Toler: Toler said he supports the idea of having a plan, and that this plan has good parts, but that it has not been applied in a way that produced results quickly enough.

Berger: “I support the nuts and bolts of the plan.” Berger pointed out a broad need for equality in the education system across the county.

Cannon: She said she supports Goodloe-Johnson and the plan. Cannon emphasized that none of the district’s problems are new. As for Goodloe-Johnson, Cannon pointed out, “She inherited a bear’s nest.”

Jordan: She said she supports the plan. “Once we made a decision, we need to support that plan.”

Meyers: He said he supports the plan. He also said the single most significant factor in assessing this plan is the feedback regarding students’ progress during the year. Meyers emphasized the data-driven character of the plan, which makes it unique for the district and demands regular evaluation via regular testing. Meyers repeatedly pointed to the county’s tendency to shuffle leaders in and out and commented on the need for continuity in leadership — a novel idea for the district, he said.

8. Do you support charter schools, and what type of impact do you think charter schools have on the district’s budget?

Oplinger: Oplinger said she is in favor of charter schools, but that she is not informed enough to comment on their financial impact.

Toler: Toler said he is in favor of charter schools, and that he is unaware of any financial impact.

Berger: Berger said charter schools reflect parents’ frustration with current programs.
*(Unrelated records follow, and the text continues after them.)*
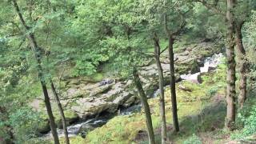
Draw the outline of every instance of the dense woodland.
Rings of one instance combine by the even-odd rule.
[[[255,0],[0,0],[0,144],[255,143]]]

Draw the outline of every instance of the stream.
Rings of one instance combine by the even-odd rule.
[[[212,57],[208,57],[204,59],[204,65],[200,67],[200,72],[195,74],[186,74],[181,75],[182,80],[190,81],[195,83],[200,83],[198,82],[198,76],[202,73],[208,73],[214,70],[218,65],[221,64],[222,58],[224,58],[222,54],[214,54]],[[166,86],[166,89],[169,86]],[[153,96],[150,98],[157,98],[159,95],[159,89],[155,90]],[[120,108],[118,114],[116,115],[129,115],[134,113],[138,113],[141,111],[142,104],[137,104],[131,106],[128,108]],[[86,122],[80,122],[78,123],[71,125],[67,127],[67,130],[70,137],[74,137],[78,134],[81,134],[82,137],[86,137],[88,131],[93,130],[97,127],[101,127],[105,125],[110,119],[116,115],[102,115],[96,118],[91,118]],[[59,137],[64,137],[64,131],[62,129],[58,129],[58,134]],[[50,138],[51,132],[44,134],[42,138]]]

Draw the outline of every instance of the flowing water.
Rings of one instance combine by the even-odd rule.
[[[214,70],[221,63],[221,60],[223,58],[222,54],[214,54],[212,57],[209,57],[205,58],[204,60],[204,66],[200,67],[200,72],[196,74],[182,74],[181,75],[181,78],[182,80],[187,80],[193,82],[196,82],[198,81],[198,76],[202,73],[208,73],[210,70]],[[166,89],[169,86],[165,86],[165,89]],[[157,98],[159,94],[159,89],[157,90],[153,96],[152,98]],[[128,108],[121,108],[119,110],[119,114],[120,115],[129,115],[134,113],[140,112],[142,110],[142,104],[137,104],[131,106]],[[102,117],[98,117],[97,118],[92,118],[89,119],[86,122],[81,122],[74,125],[71,125],[67,127],[67,130],[69,133],[70,137],[74,137],[78,134],[82,134],[82,136],[86,136],[86,131],[92,130],[97,127],[100,127],[103,125],[105,125],[110,119],[111,119],[114,117],[104,115]],[[59,137],[64,137],[64,131],[62,129],[58,129],[58,134]],[[45,134],[43,138],[50,138],[51,137],[51,133],[49,132],[48,134]]]

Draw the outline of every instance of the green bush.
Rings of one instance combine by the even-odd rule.
[[[202,144],[202,142],[200,138],[194,134],[190,138],[184,141],[183,144]]]

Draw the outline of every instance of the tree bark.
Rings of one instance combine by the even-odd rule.
[[[156,33],[154,34],[154,57],[158,66],[158,76],[159,76],[159,90],[160,90],[160,114],[162,120],[162,144],[165,144],[167,141],[167,132],[166,132],[166,106],[165,106],[165,95],[164,95],[164,79],[162,68],[160,62],[160,45],[159,38]]]
[[[54,82],[52,82],[52,80],[50,80],[50,87],[51,87],[51,90],[53,90],[54,95],[55,97],[57,104],[58,104],[58,111],[59,111],[59,113],[61,114],[61,117],[62,117],[62,126],[63,126],[63,130],[64,130],[64,134],[65,134],[65,138],[66,138],[66,144],[70,144],[69,134],[68,134],[68,131],[67,131],[67,125],[66,125],[66,121],[64,111],[63,111],[63,109],[62,109],[62,103],[61,103],[60,100],[59,100],[58,94],[58,93],[56,91],[55,86],[54,86]]]
[[[155,144],[150,106],[147,102],[147,98],[144,92],[141,80],[138,74],[138,70],[136,69],[134,70],[133,76],[134,76],[134,84],[139,93],[139,96],[145,110],[146,123],[147,127],[149,141],[150,144]]]
[[[177,109],[177,99],[176,99],[176,88],[175,88],[175,72],[174,72],[174,38],[173,34],[168,30],[167,26],[167,16],[165,14],[164,25],[168,38],[168,51],[169,51],[169,60],[170,60],[170,87],[171,94],[171,104],[173,111],[173,122],[175,128],[175,131],[179,131],[178,120],[178,109]],[[182,25],[180,30],[183,27]],[[177,30],[177,33],[180,31]]]
[[[171,94],[171,104],[173,110],[173,121],[175,130],[179,131],[178,120],[178,110],[177,110],[177,99],[176,99],[176,87],[175,87],[175,72],[174,72],[174,39],[172,34],[169,35],[169,58],[170,58],[170,86]]]
[[[238,50],[238,58],[239,65],[239,95],[238,95],[238,105],[242,108],[246,99],[246,50],[242,42],[242,23],[238,24],[235,27],[236,34],[236,43]]]
[[[234,22],[233,10],[234,0],[227,0],[226,19],[228,22],[228,46],[226,52],[226,128],[232,130],[235,122],[235,60],[234,60]]]
[[[37,69],[38,69],[38,78],[40,80],[40,83],[42,86],[42,90],[44,94],[44,98],[45,98],[45,103],[46,103],[46,110],[47,110],[47,114],[49,117],[49,121],[50,121],[50,130],[54,137],[54,143],[55,144],[59,144],[59,140],[58,140],[58,133],[57,133],[57,130],[56,130],[56,124],[54,122],[54,117],[51,110],[51,106],[50,106],[50,98],[49,98],[49,94],[48,94],[48,91],[47,91],[47,87],[46,87],[46,82],[43,76],[43,70],[42,68],[42,64],[41,64],[41,51],[39,47],[38,46],[38,44],[35,41],[34,38],[34,35],[33,33],[30,33],[30,28],[26,24],[26,22],[23,18],[23,16],[20,11],[20,9],[17,4],[16,0],[13,0],[13,4],[14,6],[14,9],[19,17],[19,19],[25,29],[25,33],[27,34],[26,37],[29,39],[30,42],[30,46],[31,46],[31,50],[34,54],[34,58],[36,59],[37,62]]]

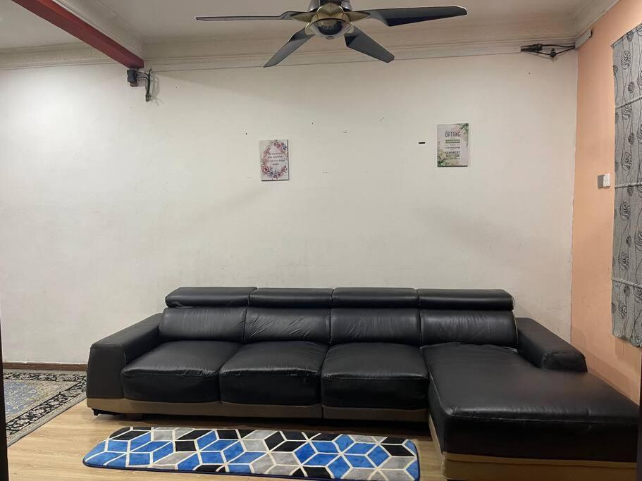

He cited projects going on in Boston that have played with the general charter idea but fused it more with the school board, too.

Cannon: Cannon said she is in favor of whatever it takes to get quality education to the children. “If charter schools are the answer, then they are the answer.”

Jordan: Jordan said she is against anything that drains money from the district and includes charter schools on that list.

Meyers: Meyers said while he is neither for nor against charter schools, that the process and charters needs to be scrutinized more thoroughly by the school board. He also said the financial impact of charter schools — $10 million dollars — was well-documented and significant.

Ravenel: Charter schools, Ravenel said, are an uplifting environment to visit. He said he is heavily in favor of them. “It is the way every school should be.”

Seabrook: Seabrook is not in favor of charter schools.

9. How would you rate Dr. Goodloe-Johnson’s performance, and would you support her continuing as superintendent?

Jordan: “I had not thought of getting rid of her.”

Berger: “I don’t have any reason not to support her.” Part of improving the school district, he said, is contingent on her getting a chance to apply her plan.

Cannon: “I have no reason to think she isn’t doing a good job.”

Jordan: Jordan said the superintendent so far has offered an outstanding performance.

Meyers: Meyers said he has been a supporter of the superintendent, but it has nothing to do with her personally. Meyers said the school board asked her when she accepted the position to give improving low-performing schools a priority. “I think we’re getting that from Dr. Goodloe-Johnson. What we need to get away from is making this personal. It isn’t.” Meyers said the question that has defined the past — “do you like her [the superintendent]?” needs to be dismissed.

Ravenel: Ravenel said that firing superintendent Goodloe-Johson has never been discussed.

Seabrook: He said he supports the superintendent.